Hello, yeah it's been awhile. Not much; how 'bout you? I've been sick with the flu, with a lotta work to do, but I am coming out of hibernation to wish the best of 63rd birthdays to Steve Grossman... his records both as a leader and with various bands over nearly the last half century establish his reputation as one of the finest tenor saxists currently breathing. If you have ever heard Miles at Fillmore or Black Beauty -- two incendiary electric Miles Davis LPs from 1970 featuring a then-teenaged SG -- you'll know what I'm talking about... and those are just a few of the first forays in a far-reaching career. Be assured that the Beastie Boys don't go name checking you in a song if you don't get down.
This particular group (immortalized in the Beasties' hip-hop classic Root Down) -- and especially this little composite set I put together from their global tour in 1977 -- burns with a searing, sizzling fire.
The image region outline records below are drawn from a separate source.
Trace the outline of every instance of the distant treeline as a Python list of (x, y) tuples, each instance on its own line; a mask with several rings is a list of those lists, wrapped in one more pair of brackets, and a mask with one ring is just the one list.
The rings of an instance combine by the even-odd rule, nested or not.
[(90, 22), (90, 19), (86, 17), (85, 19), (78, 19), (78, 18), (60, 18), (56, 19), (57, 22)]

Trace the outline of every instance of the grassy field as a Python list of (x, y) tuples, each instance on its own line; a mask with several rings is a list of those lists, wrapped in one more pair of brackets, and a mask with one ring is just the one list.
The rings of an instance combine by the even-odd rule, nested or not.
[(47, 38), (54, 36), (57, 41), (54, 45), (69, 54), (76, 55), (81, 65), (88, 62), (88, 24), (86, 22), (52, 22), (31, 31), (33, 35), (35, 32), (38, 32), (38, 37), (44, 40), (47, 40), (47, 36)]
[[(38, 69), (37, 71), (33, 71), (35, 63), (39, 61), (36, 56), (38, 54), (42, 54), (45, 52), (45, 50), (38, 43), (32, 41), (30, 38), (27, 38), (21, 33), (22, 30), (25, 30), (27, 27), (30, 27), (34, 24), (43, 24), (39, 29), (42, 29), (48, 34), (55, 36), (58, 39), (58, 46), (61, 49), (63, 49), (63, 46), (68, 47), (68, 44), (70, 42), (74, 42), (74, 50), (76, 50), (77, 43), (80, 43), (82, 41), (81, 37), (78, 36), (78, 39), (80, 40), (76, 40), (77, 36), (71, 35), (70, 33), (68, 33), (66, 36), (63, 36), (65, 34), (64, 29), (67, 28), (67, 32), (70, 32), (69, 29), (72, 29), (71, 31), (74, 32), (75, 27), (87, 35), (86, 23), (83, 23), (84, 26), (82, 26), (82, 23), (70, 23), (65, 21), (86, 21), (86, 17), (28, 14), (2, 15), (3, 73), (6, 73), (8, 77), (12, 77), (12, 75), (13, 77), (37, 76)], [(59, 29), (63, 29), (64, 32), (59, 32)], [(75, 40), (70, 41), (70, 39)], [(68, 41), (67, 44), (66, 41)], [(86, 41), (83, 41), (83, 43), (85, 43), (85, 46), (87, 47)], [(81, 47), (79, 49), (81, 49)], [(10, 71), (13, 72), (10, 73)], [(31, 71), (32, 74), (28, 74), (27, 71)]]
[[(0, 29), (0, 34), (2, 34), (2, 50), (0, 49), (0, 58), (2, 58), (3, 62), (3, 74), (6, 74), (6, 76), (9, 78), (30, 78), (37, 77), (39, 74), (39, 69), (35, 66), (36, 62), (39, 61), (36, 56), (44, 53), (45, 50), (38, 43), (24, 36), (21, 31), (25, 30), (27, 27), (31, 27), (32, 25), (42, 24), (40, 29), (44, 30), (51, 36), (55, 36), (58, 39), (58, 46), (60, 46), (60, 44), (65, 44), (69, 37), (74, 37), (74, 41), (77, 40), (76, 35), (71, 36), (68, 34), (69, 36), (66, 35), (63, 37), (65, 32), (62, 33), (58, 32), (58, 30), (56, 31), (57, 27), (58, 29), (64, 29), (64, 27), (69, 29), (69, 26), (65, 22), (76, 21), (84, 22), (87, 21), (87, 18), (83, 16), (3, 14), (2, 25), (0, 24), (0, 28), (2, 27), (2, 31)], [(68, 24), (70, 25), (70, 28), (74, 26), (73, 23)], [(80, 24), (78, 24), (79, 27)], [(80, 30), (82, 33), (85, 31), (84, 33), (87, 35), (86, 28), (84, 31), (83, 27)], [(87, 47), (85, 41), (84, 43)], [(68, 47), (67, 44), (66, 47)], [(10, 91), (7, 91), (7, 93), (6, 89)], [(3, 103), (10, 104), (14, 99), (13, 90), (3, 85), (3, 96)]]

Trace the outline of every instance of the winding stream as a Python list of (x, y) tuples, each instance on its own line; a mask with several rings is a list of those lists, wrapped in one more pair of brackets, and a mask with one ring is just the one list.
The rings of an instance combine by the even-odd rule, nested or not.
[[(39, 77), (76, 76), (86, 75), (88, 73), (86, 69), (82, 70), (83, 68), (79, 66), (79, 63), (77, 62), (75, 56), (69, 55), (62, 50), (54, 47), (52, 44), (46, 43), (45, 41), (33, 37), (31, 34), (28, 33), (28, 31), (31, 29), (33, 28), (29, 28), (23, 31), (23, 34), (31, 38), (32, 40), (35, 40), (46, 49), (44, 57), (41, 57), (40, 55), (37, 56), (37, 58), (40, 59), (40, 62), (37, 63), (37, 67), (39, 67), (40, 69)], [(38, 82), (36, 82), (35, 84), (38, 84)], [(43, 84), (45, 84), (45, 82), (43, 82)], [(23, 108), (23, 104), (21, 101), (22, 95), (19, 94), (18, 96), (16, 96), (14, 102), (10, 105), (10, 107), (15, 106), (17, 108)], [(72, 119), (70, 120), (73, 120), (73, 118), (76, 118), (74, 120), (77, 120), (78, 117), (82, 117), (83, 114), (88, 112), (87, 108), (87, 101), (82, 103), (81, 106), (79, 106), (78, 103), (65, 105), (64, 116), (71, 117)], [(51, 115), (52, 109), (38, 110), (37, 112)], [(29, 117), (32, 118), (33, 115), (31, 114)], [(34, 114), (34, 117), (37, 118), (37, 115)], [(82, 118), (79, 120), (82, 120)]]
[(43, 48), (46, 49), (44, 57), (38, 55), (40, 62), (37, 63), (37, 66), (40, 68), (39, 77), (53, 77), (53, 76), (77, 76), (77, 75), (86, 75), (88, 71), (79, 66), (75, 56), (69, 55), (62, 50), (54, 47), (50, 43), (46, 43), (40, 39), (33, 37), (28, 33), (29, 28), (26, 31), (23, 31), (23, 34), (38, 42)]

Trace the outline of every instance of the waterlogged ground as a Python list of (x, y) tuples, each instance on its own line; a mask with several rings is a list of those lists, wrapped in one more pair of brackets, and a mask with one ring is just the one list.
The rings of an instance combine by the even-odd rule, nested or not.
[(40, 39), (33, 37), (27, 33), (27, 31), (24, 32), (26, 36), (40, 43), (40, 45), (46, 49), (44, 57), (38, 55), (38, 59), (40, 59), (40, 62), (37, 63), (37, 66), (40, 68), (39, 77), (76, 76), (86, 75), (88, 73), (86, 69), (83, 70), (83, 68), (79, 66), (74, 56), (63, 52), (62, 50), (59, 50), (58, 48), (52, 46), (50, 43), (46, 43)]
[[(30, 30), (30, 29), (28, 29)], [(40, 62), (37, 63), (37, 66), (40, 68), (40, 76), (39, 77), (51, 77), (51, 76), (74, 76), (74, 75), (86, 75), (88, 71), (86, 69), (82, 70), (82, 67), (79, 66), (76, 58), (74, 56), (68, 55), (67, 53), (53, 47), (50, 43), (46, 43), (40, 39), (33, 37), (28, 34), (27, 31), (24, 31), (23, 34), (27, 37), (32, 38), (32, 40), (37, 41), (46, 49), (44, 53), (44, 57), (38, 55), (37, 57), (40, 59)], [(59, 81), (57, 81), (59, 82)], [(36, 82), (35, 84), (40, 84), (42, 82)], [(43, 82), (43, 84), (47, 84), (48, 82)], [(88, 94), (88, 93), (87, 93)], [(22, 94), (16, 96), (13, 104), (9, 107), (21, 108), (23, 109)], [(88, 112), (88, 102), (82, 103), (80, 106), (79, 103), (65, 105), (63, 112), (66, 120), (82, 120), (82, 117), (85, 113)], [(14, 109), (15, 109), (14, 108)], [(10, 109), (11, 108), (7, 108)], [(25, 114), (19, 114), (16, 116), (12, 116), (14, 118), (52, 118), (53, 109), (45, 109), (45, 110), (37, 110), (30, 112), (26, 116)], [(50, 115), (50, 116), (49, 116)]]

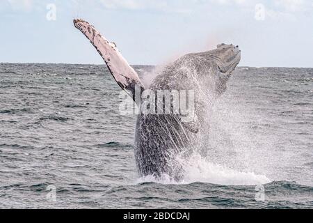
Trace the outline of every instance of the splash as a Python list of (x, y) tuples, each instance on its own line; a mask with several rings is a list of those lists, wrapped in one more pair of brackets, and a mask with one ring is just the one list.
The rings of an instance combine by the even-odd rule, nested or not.
[(167, 174), (159, 178), (146, 176), (140, 178), (136, 183), (153, 182), (161, 184), (191, 184), (196, 182), (208, 183), (223, 185), (254, 185), (266, 184), (271, 180), (264, 175), (253, 172), (241, 172), (218, 164), (209, 162), (200, 154), (193, 154), (188, 160), (179, 160), (184, 163), (184, 178), (175, 181)]

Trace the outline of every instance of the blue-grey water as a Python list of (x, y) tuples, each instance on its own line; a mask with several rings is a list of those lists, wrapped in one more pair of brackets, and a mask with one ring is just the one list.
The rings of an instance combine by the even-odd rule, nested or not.
[(138, 176), (120, 93), (104, 66), (0, 63), (0, 208), (313, 208), (313, 68), (237, 68), (179, 183)]

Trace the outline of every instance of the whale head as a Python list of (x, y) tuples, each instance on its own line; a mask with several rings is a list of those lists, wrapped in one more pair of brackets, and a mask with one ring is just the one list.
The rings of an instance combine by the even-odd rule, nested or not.
[(218, 45), (216, 49), (207, 52), (207, 54), (216, 63), (220, 71), (227, 75), (234, 70), (241, 59), (239, 46), (232, 44)]

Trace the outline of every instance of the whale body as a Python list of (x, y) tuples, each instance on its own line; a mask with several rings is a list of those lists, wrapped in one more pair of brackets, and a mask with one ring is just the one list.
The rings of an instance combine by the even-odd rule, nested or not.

Steve is more than colossal enough as he attempts to blow the roof clean off of each place they are playing with just a single tenor horn and two lungs at his disposal, but the rhythm section funks so crispy that you could probably fry an egg on Don Alias' kickdrum as well. And the basslines, oh my goodness gracious. Gene Perla, who played with Grossman on so many of those impeccable Elvin Jones records in the early '70s, feels his Fender with titanic tone and slinky, sensual ostinati to make heads bob at 50 paces. If it's the most furious viscerealities fusion has to offer and it's total tenor madness over the fattest funk this side of the favela you crave, you better press that button down below and get your weekend started off in forthright fashion. These gentlemen aren't kidding around and this is in no way "smooth jazz".
 
Our disc here is compiled from three separate gigs. Several of the song titles were wrong, but the recordings themselves are top notch. I basically took all three and distilled them down to an imaginary concert where all but one of the tunes contained in the trilogy are represented. A slight bit of editing was employed (see if you can spot where) so every other track wouldn't have a ten minute drum solo in it... although I left the best solo bits in, especially the wild bass excursion in Zulu Stomp and the extended, epic drum voyage by Don Alias in Samba de Negro. I also restored the first few bars of Arfonk, which were missing in a fade up, by utilizing a little bit of precise loopiness. Again, none of this matters and you'd never be able to spot where I did these things if I hadn't told you; the point is that this is some of the most fucked-up, heaviest groove music ever made by human jazz musicians and if you wanna funk and funk hard, this is one-stop bopping here.
Stone Alliance
Live in Bremen, Buenos Aires and Amsterdam
1977

01 Vaya Mulatto
02 Risa
03 Miss T.
04 Zulu Stomp
05 In It
06 Samba de Negro
07 Creepin'
08 Arfonk
09 Aunt Remus
10 Taurus People
11 King Tut
12 Sweetie Pie

Total time: 1:19:24

Steve Grossman - tenor saxophone
Gene Perla - electric bass
Don Alias - drums & percussion

EN compilation of 3 out-of-print concerts on the Mambo Maniacs label
477 MB FLAC/January 2014 archive link
This music is hard to describe, but if I had to pin it down I'd say it's like a power trio, only instead of shredding guitars you get the face-melting sax of the Birthday Boy Mr. G. It's got hard bop elements (twisty, oddly melodic head segments and a fair share of straight-ahead bits where he goes even crazier), lots of Latin aspects (Vaya Mulatto and Samba de Negro delve deeply) and of course it funks you right to your face over and over until your hips can't take it anymore and your sacrum cries out for "Aunt Remus!" cuz ol' Uncle ain't around. So please do join me in celebrating one of Planet Earth's most brain-blowing reed players in some of the most dazzling, intense music you'll ever hear anyone play. You'll thank me later, Sweetie Pie. --J.